How the Go-based link checker works
Nov 21, 2025 by Katsutoshi Seki
Tags:
english
go
To automate website link checking, you need to process many URLs efficiently while also avoiding excessive load on target servers. Go excels at concurrent processing using goroutines and channels, which allows link checking to be performed in parallel.
However, naive parallelization may send many requests to the same host in a short period of time, potentially overloading the server. The link checker introduced in this article implements a mechanism where each host is assigned its own worker goroutine, and requests to that host are spaced out at a fixed interval.

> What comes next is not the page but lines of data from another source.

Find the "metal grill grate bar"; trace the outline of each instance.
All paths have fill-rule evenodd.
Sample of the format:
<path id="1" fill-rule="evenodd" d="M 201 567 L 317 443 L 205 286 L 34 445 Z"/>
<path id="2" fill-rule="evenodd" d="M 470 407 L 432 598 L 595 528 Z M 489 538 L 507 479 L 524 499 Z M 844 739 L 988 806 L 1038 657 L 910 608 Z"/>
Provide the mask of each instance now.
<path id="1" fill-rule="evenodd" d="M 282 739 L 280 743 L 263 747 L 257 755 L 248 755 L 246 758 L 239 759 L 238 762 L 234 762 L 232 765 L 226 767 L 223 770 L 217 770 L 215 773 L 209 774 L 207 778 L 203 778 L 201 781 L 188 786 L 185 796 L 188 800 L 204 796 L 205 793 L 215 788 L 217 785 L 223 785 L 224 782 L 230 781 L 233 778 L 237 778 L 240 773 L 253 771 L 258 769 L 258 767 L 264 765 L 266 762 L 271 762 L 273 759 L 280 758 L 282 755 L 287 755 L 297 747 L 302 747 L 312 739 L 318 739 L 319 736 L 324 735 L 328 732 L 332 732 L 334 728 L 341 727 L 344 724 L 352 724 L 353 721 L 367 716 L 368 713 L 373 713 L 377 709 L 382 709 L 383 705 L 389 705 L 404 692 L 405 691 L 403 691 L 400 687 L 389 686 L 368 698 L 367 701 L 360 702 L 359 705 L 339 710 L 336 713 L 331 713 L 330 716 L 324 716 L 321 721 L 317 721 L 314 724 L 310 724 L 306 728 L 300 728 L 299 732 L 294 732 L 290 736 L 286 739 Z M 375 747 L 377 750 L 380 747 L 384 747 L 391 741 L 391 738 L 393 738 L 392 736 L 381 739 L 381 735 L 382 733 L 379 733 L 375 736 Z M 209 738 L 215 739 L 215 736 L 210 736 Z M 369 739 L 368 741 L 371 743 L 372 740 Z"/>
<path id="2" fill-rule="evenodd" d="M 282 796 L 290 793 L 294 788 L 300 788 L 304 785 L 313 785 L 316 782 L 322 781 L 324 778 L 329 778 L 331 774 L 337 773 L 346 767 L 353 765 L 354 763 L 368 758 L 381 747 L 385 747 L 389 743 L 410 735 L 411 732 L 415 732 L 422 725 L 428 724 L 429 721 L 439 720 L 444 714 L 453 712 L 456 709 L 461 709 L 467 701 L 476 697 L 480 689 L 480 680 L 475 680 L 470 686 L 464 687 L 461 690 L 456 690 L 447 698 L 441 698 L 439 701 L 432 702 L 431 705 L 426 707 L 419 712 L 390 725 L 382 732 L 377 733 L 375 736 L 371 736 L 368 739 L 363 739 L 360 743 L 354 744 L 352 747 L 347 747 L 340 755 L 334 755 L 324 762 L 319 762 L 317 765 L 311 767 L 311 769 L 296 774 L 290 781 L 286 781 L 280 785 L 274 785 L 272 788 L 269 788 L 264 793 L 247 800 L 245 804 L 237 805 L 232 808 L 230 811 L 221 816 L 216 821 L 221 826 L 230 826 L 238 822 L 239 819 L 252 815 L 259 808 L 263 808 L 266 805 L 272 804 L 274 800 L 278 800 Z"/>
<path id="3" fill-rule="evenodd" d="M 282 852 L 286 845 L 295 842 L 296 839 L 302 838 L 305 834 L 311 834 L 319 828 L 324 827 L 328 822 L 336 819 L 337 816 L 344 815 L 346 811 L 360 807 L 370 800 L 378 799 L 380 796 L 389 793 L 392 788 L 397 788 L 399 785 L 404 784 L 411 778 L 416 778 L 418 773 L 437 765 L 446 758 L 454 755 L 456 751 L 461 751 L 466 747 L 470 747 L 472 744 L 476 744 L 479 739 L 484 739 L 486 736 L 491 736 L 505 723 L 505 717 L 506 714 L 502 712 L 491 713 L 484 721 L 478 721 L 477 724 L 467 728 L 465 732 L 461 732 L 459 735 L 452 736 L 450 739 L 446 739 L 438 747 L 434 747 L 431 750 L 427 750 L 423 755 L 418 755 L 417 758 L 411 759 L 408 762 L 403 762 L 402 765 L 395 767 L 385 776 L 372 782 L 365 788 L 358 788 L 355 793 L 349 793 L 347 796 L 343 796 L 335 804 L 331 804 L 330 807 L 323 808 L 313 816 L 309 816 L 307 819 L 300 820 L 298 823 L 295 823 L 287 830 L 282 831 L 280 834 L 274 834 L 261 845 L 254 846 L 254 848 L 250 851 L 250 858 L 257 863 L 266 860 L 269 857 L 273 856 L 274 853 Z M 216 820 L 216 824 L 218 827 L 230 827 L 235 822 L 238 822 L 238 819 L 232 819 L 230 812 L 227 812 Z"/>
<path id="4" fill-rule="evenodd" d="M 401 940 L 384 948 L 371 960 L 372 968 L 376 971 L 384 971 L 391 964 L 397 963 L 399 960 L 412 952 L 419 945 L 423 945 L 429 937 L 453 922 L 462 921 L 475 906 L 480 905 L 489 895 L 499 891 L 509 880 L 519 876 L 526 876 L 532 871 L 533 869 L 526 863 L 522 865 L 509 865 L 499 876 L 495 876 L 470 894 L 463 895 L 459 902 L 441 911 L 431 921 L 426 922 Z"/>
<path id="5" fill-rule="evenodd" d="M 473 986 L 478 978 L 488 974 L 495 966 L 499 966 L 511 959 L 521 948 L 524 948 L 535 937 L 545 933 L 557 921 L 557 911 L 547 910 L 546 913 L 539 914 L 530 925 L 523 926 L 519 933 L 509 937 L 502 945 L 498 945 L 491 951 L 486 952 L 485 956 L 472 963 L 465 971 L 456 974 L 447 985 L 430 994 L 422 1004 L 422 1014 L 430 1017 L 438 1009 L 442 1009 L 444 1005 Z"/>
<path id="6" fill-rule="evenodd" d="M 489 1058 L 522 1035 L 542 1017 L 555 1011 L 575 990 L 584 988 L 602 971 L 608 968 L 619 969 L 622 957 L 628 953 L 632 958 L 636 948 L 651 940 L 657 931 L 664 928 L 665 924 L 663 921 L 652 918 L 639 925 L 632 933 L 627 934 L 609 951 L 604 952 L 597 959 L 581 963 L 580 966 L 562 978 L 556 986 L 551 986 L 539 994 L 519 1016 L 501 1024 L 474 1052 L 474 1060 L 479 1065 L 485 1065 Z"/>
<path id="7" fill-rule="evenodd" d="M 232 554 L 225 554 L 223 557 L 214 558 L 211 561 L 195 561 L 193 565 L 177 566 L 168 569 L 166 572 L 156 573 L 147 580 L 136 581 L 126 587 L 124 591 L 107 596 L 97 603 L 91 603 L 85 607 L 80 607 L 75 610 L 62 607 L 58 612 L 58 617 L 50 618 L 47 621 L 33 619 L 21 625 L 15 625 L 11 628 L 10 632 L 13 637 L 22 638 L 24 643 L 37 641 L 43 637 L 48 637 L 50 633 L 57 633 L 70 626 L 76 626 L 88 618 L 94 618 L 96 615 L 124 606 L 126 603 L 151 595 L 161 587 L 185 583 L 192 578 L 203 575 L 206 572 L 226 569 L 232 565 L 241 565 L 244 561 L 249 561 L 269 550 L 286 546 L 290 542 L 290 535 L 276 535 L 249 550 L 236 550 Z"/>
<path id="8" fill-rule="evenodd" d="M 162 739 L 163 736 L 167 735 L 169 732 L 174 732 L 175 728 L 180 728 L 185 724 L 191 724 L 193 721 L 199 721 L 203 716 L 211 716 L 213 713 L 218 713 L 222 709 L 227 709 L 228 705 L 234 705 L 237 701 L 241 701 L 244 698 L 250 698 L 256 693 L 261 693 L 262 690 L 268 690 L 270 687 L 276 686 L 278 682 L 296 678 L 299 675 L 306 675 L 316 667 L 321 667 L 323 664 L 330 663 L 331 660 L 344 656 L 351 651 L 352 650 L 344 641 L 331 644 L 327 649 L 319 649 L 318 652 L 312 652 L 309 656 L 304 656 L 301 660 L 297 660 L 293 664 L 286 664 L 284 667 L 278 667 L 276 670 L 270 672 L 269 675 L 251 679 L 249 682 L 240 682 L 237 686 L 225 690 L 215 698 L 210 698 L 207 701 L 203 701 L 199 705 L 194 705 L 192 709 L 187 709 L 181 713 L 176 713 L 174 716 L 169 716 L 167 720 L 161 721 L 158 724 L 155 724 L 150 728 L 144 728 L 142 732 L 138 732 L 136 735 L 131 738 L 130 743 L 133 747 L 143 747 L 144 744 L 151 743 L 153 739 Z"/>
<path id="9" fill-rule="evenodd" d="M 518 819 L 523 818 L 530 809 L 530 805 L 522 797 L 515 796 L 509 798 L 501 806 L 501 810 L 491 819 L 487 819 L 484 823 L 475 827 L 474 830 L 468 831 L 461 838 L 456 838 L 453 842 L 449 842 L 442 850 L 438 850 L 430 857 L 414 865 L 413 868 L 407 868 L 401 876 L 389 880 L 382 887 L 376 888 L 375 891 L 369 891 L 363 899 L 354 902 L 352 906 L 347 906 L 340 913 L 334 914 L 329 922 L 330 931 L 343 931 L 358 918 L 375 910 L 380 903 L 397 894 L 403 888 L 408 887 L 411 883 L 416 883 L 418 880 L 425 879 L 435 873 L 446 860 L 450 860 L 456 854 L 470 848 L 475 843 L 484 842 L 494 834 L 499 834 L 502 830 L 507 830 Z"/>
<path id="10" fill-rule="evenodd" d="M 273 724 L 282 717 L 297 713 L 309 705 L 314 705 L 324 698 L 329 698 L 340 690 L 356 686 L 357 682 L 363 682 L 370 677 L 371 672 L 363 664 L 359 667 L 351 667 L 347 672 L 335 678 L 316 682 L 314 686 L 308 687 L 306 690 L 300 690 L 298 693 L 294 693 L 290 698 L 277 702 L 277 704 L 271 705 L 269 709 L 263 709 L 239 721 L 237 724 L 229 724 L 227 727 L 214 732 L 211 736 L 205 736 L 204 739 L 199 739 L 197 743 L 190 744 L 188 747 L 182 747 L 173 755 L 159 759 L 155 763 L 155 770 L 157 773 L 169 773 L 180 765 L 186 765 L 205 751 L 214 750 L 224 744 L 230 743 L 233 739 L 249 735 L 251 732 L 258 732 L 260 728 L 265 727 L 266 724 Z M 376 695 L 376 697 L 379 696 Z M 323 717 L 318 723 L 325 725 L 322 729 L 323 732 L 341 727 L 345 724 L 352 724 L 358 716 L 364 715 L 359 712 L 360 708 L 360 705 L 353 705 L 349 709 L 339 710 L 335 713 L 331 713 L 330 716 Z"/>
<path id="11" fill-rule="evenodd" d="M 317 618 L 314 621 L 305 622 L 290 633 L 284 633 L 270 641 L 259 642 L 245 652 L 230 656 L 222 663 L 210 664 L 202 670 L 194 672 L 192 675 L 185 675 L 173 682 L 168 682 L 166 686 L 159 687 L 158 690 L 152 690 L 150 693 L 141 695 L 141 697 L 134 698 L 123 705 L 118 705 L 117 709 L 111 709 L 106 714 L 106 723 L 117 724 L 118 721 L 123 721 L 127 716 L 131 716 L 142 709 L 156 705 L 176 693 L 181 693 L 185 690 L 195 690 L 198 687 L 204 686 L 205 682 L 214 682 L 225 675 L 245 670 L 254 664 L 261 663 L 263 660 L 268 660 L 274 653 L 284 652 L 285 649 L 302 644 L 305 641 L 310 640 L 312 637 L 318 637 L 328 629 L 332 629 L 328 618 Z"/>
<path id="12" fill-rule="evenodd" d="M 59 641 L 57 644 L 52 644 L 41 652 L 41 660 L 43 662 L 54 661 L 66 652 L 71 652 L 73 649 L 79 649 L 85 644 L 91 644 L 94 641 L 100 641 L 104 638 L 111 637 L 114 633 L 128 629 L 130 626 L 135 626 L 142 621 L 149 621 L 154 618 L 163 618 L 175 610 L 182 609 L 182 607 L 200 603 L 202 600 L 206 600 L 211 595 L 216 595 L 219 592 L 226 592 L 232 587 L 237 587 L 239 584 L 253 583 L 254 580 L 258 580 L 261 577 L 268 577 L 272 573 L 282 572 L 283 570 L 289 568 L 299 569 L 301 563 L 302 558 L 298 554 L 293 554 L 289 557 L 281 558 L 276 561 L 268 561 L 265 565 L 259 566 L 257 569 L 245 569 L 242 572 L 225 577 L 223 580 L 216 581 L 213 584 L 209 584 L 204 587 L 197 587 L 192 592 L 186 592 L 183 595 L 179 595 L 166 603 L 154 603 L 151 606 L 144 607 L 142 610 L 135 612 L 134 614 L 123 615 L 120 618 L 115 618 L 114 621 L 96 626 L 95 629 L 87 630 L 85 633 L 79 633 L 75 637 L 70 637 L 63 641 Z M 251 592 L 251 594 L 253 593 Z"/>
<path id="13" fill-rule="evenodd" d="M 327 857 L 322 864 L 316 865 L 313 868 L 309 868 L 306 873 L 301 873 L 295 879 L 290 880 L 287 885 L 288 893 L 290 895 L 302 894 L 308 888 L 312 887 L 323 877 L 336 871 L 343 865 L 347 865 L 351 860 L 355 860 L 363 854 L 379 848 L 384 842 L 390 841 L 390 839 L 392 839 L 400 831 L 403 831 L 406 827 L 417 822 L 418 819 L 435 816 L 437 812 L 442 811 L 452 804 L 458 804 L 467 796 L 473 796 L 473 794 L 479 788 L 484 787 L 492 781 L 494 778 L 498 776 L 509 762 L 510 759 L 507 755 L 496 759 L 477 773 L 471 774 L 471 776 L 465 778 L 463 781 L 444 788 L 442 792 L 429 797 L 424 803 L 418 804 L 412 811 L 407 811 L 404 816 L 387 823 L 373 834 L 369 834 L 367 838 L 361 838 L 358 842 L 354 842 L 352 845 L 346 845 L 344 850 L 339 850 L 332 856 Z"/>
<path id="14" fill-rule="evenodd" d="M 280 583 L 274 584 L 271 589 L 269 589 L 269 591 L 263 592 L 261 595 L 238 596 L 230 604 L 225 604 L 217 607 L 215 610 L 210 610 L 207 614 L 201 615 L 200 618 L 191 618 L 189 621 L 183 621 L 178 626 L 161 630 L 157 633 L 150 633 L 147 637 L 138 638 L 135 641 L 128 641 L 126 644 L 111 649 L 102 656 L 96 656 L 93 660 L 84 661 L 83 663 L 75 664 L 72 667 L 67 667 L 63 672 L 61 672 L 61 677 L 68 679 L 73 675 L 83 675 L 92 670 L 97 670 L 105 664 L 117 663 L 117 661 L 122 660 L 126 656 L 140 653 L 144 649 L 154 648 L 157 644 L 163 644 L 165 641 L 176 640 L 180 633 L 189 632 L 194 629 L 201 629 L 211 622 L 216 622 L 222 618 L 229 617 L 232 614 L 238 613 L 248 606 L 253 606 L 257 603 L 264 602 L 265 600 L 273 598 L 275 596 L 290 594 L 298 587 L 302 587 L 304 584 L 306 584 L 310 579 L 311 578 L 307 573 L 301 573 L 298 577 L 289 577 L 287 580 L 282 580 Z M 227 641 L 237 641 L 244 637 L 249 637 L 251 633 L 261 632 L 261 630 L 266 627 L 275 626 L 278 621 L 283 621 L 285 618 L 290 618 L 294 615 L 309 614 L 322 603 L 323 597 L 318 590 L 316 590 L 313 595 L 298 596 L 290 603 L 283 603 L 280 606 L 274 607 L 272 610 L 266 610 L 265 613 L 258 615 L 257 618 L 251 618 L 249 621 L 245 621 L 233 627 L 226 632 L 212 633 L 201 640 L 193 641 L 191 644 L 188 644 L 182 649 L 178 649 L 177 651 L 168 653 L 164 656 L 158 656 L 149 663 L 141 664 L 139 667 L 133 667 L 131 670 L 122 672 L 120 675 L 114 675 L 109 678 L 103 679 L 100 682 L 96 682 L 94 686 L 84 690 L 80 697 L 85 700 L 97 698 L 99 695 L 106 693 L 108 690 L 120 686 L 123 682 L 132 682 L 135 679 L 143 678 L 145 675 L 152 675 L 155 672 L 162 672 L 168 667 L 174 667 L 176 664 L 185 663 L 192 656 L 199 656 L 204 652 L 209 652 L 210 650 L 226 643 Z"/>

This article explains how this access control is implemented through two functions: FetchHTTP and RunWorkers.
FetchHTTP: Sending a GET request and checking the status
func FetchHTTP(link string, client *http.Client, userAgent string) error {
req, err := http.NewRequest("GET", link, nil)
if err != nil {
return err
}
req.Header.Set("User-Agent", userAgent)
req.Header.Set("Accept", "text/html,application/xhtml+xml,application/xml;q=0.9,*/*;q=0.8")
req.Header.Set("Accept-Language", "en-US,en;q=0.5")
req.Header.Set("Accept-Encoding", "gzip, deflate")
resp, err := client.Do(req)
if err != nil {
return err
}
defer resp.Body.Close()
if resp.StatusCode >= 400 {
return fmt.Errorf("status %d", resp.StatusCode)
}
return nil
}
This function:
- Sends a GET request
- Sets the User-Agent
- Returns an error for HTTP status codes 400 or higher
In short, it performs a simple HTTP access and error check.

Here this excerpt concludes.